Hopes high, expectations low
In the final hour of my visit to the Crozier home, while Caleb Crozier waits for his mom to throw some surfboards into the back of her Toyota Tacoma and take him up to San Onofre, he videorecords his father shaping a surfboard. Crozier describes (for me and his camera audience) each step as his dad sets a blank polyurethane foam board on a set of racks, then uses a power planer and hand tools (files, screens, sanding blocks) to shape the foam.
Later, Little Crozier tells me all about tricks: the floater, the cutback, the snap, the blow tail, the alley oop, and the air reverse — things I’ll never learn how to do. He explains individual surf-styles — “My brother does steezie stuff on the longboard. I’m more of a radical, like, ripper-shredder.” He lists the free gear he gets from his six sponsors.
“Free wetsuits, shoes, shirts, rash guards, pretty much everything.”
As stoked as he is about all things surf, his head hangs low when I ask about the competition in Malibu last weekend.
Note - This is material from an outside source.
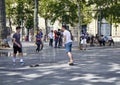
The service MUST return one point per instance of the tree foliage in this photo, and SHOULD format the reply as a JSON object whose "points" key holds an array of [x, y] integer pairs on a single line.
{"points": [[108, 9]]}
He’s disappointed that he came in sixth place out of six, but he makes it a point to remind me he was the youngest in the 10- to 12-year-old shortboard division.
His father tells me that, although his company provides the boards for his kids, and he himself provides them with surfing opportunities, the sponsorships came on their own. The two boys just recently started competing (the same weekend, Micah placed first in the 10- to 12-year-old longboard division), and Big Crozier is trying to keep his expectations at a minimum.
“Right now, we’re knocking on doors, exploring to see what can or potentially won’t happen. But to say I haven’t imagined my board under their feet in an ad, I’d be lying.”
Maybe one day, if the boys prove successful competitors, the family will consider homeschooling an option, in order to keep up with competition schedules. But for now, Caleb will stay at Capri Elementary School.
In the meantime, there’s always the dawn patrol.